May 23, 2014 (2 min read)

Since 2011, pursuant to Rev. Code Wash. § 51.04.063, an injured worker may, under some circumstances, waive lifetime workers' compensation benefits in exchange for a series of installment payments. Generally, the injured worker negotiates a claim resolution structured settlement agreement (CRSSA) with the state’s Department of Labor and Industries (or the self-insured employer) and then obtains approval by the Board of Industrial Insurance Appeals. Since the enactment of the law, the Board has taken the position that it will approve a settlement only when it is in the best interests of the injured worker.  A Washington appellate court has held, however, that the statute, as written, does not permit the Board or its hearing examiner to reject a proposed CRSSA for a worker represented by an attorney because they deem it not to be in the worker's best interest.  The court noted that the statute contained a number of measures, applicable to all workers, designed as a curb against unwise decisions: only workers over a set age may choose a structured settlement, only claims of a certain age may be settled, medical benefits may not be waived, and any party may void a structured settlement within 30 days after Board approval.  The court added that the legislation, understandably, guards even more the interests of workers without legal representation. They may exchange their benefits for a structured settlement only if an IAJ finds that the CRSSA is in the best interest of the worker after considering explicit criteria designed to examine that interest. In contrast, the statute was wholly void of any requirement that workers with legal counsel convince the state that a structured settlement was in their best interests.

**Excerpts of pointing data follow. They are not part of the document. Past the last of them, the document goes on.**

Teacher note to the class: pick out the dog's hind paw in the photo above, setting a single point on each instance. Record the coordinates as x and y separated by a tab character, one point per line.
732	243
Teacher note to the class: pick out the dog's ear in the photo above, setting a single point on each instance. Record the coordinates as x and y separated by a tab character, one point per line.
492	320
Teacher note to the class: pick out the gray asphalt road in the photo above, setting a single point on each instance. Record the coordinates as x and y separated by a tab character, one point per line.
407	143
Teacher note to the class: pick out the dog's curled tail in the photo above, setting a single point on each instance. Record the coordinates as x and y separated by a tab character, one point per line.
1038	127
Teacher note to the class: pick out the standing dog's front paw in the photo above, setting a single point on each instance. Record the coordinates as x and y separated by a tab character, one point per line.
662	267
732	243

Thomas A. Robinson, J.D., the Feature National Columnist for the LexisNexis Workers’ Compensation eNewsletter, is a leading commentator and expert on the law of workers’ compensation.

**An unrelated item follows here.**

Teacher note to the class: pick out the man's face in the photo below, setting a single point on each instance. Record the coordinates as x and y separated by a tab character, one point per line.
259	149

LexisNexis Online Subscribers: Citations below link to Lexis Advance. Bracketed citations link to lexis.com.

See Board of Industrial Ins. Appeals v. South Kitsap Sch. Dist., 2014 Wash. App. LEXIS 1282 (May 20, 2014) [2014 Wash. App. LEXIS 1282 (May 20, 2014)]

See generally Larson’s Workers’ Compensation Law, § 132.07 [132.07]

Source: Larson’s Workers’ Compensation Law, the nation’s leading authority on workers’ compensation law.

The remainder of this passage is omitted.